What is Stream API in Java?

The Java Stream API, introduced in Java 8, provides a powerful and functional approach to process collections of objects. It enables developers to perform complex data manipulation operations in a more declarative, concise, and often parallelizable manner.

What is the Stream API?

The Java Stream API is not a data structure itself; instead, it's a sequence of elements that supports sequential and parallel aggregate operations. Streams work with data sources like collections, arrays, or I/O channels, allowing operations like filtering, mapping, and reducing without modifying the source. It facilitates a functional programming style for processing data.

Key Characteristics

• Functional in nature: Operations are expressed as lambda expressions or method references.
• Laziness: Intermediate operations are not executed until a terminal operation is invoked.
• Pipelining: Multiple intermediate operations can be chained together to form a pipeline.
• No storage: Streams do not store elements; they are computed on demand from a source.
• Single-use: A stream can be traversed only once; attempting to reuse it will throw an IllegalStateException.
• Non-interfering: Stream operations do not modify the underlying data source.
• Terminal vs. Intermediate operations: Operations are categorized into intermediate (return a new stream) and terminal (produce a result or a side-effect).

Stream Operations

Intermediate Operations

These operations transform a stream into another stream. They are always lazy, meaning they are not executed until a terminal operation is invoked. Multiple intermediate operations can be chained together to form a pipeline.
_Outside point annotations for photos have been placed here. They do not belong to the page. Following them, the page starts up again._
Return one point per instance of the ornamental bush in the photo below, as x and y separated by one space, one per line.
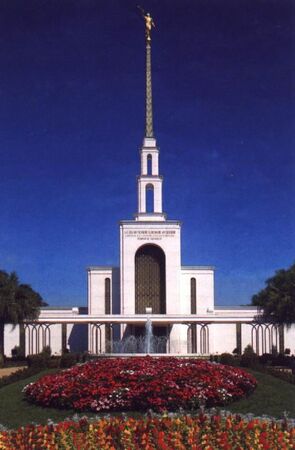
154 433
140 384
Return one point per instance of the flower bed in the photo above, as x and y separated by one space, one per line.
202 432
140 384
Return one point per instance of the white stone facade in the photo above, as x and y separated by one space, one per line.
151 275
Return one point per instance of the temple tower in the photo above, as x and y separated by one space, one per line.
150 261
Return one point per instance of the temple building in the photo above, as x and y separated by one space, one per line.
151 284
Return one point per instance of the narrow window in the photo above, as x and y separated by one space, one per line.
149 165
149 193
193 296
107 293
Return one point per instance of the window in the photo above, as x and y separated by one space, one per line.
149 195
149 165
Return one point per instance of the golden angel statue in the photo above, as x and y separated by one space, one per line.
149 23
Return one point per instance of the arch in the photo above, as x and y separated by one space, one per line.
150 279
149 198
149 164
193 296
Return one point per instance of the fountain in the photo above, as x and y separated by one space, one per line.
147 343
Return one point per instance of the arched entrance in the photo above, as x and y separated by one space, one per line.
150 279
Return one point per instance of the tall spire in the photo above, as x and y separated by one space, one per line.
149 23
148 95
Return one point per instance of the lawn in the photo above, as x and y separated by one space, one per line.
272 397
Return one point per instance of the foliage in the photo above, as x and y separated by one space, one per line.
18 302
227 359
277 300
249 357
289 377
69 360
154 433
271 396
20 374
16 352
140 384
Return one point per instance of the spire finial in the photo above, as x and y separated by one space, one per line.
149 23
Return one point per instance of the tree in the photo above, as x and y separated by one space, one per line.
18 302
276 301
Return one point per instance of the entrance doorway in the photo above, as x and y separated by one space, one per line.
150 280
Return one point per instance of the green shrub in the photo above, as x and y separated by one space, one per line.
266 359
18 375
41 360
69 360
16 353
227 359
249 357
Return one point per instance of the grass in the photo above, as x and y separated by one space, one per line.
272 397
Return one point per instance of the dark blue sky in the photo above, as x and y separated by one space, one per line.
72 121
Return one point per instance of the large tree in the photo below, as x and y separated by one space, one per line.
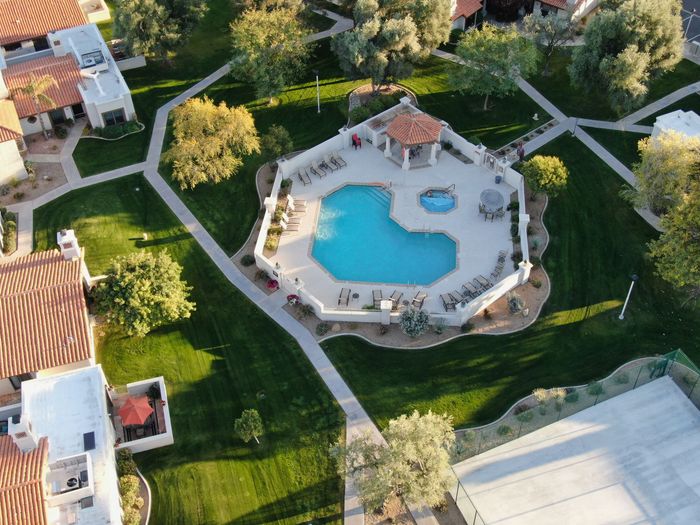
549 32
390 36
492 61
156 27
413 464
269 49
143 291
626 45
210 141
667 162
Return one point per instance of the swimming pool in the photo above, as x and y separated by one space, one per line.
356 240
437 201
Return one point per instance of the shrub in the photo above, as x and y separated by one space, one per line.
413 322
595 388
360 114
466 327
322 328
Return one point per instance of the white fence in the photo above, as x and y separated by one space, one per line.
288 168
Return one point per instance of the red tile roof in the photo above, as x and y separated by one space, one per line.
27 19
412 129
43 314
22 493
466 8
63 69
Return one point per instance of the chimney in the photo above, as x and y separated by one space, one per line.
68 244
20 428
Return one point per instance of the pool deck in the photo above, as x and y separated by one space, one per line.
478 241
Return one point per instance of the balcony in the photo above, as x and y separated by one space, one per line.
148 426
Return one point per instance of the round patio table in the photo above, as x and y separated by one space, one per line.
491 200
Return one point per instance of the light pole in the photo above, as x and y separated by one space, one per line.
318 94
634 278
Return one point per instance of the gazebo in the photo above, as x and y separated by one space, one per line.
412 130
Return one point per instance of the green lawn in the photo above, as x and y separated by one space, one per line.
227 357
591 102
622 144
689 103
597 242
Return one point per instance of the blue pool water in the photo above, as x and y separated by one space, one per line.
356 240
437 201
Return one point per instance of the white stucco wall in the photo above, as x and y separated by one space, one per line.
11 162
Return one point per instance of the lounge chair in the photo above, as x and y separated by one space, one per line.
448 302
304 178
419 299
377 298
396 298
344 298
327 164
317 170
290 220
338 159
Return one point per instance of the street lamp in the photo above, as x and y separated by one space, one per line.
318 93
634 278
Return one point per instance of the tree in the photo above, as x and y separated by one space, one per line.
276 142
390 37
545 174
666 164
549 32
677 251
156 27
210 141
413 463
249 425
493 60
629 43
36 90
143 291
269 49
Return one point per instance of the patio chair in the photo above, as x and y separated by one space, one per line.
317 170
304 178
448 302
327 163
377 298
344 297
290 220
396 298
336 157
419 299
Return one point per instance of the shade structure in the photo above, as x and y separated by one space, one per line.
135 411
413 129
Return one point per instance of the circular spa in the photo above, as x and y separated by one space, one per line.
438 200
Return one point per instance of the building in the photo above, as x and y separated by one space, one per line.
685 122
57 463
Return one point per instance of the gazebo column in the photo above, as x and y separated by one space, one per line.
433 154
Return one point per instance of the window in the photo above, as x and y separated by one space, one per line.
114 117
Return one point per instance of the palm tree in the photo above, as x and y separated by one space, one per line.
36 89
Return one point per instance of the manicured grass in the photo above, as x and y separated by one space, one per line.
227 357
597 242
622 144
591 102
689 103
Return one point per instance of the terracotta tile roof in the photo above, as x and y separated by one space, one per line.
43 314
28 19
63 69
466 8
22 500
10 128
412 129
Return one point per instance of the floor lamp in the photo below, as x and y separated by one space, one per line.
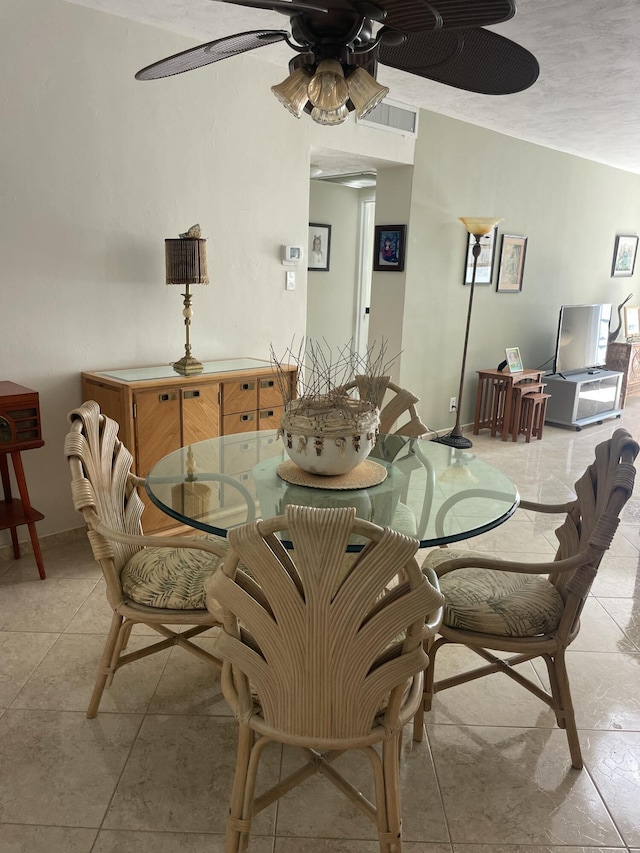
478 227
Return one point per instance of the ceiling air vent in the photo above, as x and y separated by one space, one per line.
388 115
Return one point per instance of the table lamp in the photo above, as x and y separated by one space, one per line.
186 263
478 227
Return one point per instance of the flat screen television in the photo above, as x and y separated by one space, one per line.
583 335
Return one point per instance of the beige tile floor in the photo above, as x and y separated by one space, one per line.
153 771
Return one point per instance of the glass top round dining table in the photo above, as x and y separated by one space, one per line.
431 492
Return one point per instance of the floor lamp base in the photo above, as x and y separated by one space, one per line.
452 440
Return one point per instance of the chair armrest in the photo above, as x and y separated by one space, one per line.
218 549
476 562
434 619
550 508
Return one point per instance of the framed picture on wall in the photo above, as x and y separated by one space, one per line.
512 254
388 244
319 249
624 256
486 258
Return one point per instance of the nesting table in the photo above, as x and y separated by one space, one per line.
495 396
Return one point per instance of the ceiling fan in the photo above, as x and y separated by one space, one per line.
339 43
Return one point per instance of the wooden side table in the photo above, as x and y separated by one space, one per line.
494 398
19 430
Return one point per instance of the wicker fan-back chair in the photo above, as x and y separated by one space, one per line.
533 609
375 389
154 580
322 653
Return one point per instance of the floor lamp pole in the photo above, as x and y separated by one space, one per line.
482 227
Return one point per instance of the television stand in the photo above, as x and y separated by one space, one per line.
584 397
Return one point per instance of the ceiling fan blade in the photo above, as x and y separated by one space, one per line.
476 60
411 16
212 51
276 5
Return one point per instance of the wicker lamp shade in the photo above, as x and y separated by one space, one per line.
186 260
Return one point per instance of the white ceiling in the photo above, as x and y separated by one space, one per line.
586 101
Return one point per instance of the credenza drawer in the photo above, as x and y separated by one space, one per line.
239 422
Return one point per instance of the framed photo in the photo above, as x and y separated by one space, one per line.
486 259
631 321
319 247
388 250
514 362
624 256
512 254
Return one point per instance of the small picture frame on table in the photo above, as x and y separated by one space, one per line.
512 254
624 256
486 258
389 241
632 322
319 247
514 361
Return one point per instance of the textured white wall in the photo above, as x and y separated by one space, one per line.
96 170
332 295
569 208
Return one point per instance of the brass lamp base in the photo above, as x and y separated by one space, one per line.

• filter(Predicate<T>): Selects elements that match a given predicate.
• map(Function<T, R>): Transforms each element of the stream by applying a function.
• flatMap(Function<T, Stream<R>>): Transforms each element into a stream of zero or more other elements, then flattens the resulting streams into a single stream.
• distinct(): Returns a stream consisting of the distinct elements.
• sorted() / sorted(Comparator<T>): Returns a stream consisting of the elements sorted according to natural order or a provided Comparator.
• limit(long maxSize): Returns a stream consisting of the elements of this stream, truncated to be no longer than maxSize.
• skip(long n): Returns a stream consisting of the remaining elements after discarding the first n elements.

Terminal Operations

These operations produce a non-stream result or a side-effect, and terminate the stream pipeline. Once a terminal operation is performed, the stream is consumed and cannot be reused.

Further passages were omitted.